Esta obra, ao tratar do tema dos extermínios em massa, tocou num ponto sensível do pensamento intelectual parisiense da época. A existência de campos de concentração na URSS era conhecida como um fato, mas no círculo mais próximo de Sartre discutia-se qual a atitude a adotar em relação a esse fato. Camus deixara inequívoco que iria denunciar essas situações e condená-las, repudiando todas as considerações políticas e táticas sobre o assunto. É que, segundo os seus opositores do círculo de Sartre, era inoportuno tomar uma posição clara contra o terror Estalinista, na medida em que, para eles, a existência da União Soviética era ainda a garantia de uma desejada mudança revolucionária. Tais construções intelectuais da história, face às quais o sofrimento humano se torna secundário, são rejeitadas por Camus em nome das vítimas. Nos seus Carnets, escreve: “É fácil pensar a história, mas é difícil a todos aqueles que a sofreram no corpo compreender as suas razões”.

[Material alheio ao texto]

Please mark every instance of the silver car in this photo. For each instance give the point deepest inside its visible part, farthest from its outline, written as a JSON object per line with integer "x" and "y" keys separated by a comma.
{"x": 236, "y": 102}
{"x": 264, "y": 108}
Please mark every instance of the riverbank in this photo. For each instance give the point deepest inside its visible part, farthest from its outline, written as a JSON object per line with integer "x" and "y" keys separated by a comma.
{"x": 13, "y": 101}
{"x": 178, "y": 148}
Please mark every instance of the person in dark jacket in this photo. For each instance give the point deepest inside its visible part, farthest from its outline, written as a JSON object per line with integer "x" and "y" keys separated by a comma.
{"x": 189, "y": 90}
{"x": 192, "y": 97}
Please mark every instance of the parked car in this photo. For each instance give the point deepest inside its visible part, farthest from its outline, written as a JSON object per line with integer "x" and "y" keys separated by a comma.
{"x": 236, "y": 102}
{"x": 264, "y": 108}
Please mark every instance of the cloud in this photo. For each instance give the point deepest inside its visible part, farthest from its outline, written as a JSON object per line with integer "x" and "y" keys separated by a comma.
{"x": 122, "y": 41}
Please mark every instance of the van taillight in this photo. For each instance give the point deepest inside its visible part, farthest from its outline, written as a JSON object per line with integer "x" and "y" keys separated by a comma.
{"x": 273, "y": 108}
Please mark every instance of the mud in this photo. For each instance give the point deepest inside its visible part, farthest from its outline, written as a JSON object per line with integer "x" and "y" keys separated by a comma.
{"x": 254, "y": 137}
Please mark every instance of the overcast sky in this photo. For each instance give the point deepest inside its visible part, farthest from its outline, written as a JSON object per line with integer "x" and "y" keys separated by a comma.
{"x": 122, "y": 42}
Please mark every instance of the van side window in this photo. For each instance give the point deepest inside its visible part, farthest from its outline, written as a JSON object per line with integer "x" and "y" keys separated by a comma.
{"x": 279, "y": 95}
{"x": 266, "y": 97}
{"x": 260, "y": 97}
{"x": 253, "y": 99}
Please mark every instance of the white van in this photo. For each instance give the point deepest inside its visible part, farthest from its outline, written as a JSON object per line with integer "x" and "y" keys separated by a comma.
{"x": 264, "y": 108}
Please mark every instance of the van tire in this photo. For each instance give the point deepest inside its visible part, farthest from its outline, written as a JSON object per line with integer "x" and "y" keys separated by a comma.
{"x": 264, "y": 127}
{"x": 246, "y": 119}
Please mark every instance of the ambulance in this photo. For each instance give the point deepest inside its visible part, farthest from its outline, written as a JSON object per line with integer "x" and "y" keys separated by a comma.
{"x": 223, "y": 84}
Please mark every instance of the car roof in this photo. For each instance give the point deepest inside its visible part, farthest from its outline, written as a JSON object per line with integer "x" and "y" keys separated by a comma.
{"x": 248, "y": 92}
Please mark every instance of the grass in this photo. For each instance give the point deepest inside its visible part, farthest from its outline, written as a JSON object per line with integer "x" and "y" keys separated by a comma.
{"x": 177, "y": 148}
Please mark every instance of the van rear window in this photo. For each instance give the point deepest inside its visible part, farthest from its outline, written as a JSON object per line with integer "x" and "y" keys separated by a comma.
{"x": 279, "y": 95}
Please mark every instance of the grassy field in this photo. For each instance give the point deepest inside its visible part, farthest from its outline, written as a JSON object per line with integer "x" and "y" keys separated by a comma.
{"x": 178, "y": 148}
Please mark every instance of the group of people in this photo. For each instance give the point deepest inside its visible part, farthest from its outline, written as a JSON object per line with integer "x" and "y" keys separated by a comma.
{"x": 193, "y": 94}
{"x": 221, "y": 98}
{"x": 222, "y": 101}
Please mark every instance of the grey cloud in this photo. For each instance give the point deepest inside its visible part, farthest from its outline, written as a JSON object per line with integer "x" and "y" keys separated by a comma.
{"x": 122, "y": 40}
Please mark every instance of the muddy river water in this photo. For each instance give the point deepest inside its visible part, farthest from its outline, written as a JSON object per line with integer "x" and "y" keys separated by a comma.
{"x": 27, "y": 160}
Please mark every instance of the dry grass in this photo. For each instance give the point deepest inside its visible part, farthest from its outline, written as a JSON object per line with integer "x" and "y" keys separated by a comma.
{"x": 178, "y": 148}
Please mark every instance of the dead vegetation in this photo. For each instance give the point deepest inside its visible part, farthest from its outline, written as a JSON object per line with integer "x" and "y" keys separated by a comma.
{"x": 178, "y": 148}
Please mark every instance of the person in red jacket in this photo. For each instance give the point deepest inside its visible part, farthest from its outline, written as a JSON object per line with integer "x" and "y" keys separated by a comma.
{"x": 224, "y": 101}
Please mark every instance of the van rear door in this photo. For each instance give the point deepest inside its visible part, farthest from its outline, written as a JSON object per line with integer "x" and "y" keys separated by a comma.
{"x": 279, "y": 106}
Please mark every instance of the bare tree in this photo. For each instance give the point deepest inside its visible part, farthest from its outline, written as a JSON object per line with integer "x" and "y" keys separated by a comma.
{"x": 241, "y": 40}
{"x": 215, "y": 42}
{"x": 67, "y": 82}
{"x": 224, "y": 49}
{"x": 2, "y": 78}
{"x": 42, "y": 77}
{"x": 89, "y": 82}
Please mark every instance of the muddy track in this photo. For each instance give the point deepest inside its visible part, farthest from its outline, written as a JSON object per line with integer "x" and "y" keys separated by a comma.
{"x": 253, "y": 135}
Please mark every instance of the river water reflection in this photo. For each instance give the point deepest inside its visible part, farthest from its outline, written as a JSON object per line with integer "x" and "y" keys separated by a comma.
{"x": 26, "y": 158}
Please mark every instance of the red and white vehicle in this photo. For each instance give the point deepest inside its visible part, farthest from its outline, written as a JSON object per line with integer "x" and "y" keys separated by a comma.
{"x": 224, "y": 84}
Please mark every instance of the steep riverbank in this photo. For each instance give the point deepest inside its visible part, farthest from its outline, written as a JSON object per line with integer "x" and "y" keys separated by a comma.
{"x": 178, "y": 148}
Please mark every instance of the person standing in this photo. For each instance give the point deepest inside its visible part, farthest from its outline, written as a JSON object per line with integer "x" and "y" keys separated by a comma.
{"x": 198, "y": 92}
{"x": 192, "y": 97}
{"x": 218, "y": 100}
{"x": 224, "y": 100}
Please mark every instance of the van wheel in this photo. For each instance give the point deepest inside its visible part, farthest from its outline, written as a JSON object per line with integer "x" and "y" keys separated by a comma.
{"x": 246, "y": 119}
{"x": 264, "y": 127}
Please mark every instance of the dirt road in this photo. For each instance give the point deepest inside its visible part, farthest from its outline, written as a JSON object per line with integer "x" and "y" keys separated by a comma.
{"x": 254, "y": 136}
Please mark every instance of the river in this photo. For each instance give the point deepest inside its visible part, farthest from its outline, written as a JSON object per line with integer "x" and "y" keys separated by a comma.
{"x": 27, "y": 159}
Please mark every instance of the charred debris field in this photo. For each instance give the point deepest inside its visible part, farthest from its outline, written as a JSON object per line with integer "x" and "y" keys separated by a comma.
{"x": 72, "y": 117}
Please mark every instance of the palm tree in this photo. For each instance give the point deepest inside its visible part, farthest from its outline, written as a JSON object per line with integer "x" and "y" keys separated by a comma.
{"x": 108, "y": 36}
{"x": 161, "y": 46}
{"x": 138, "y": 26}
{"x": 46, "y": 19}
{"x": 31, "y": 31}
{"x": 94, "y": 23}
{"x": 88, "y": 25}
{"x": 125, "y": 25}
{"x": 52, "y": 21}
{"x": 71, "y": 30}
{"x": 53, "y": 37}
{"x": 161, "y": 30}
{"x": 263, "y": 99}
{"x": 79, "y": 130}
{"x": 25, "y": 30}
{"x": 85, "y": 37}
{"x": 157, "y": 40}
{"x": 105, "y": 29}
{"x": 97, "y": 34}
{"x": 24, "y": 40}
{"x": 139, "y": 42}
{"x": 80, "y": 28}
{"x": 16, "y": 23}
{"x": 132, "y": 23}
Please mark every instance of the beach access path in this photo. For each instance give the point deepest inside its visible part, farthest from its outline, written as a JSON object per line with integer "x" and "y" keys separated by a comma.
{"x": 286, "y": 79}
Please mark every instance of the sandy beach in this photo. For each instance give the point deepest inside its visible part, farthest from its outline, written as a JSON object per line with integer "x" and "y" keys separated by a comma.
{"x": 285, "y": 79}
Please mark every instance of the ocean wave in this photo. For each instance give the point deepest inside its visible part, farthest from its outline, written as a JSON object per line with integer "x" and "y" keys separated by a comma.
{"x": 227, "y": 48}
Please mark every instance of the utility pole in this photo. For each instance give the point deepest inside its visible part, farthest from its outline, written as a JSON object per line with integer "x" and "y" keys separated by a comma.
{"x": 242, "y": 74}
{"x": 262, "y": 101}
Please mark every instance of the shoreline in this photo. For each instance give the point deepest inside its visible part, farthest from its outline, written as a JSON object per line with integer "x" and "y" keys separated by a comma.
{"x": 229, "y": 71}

Depois de “O Homem Revoltado” ter sido alvo de uma crítica demolidora na revista Les Temps Modernes, dirigida por Sartre, crítica essa que termina com o anúncio da cessação de qualquer forma de comunicação por parte de Sartre, Camus escreve ainda nos seus Carnets: “Arrivistas do espírito revolucionário, novos-ricos e fariseus da justiça. Sartre, o homem e o espírito, não leal”. Em 1956, perante a sublevação popular na Hungria, pode-se ler, ainda com mais violência: “Intelectuais do progresso. Eles fazem o tricô da dialética. A cada cabeça que cai, eles apanham as malhas das reflexões rasgadas pelos fatos”.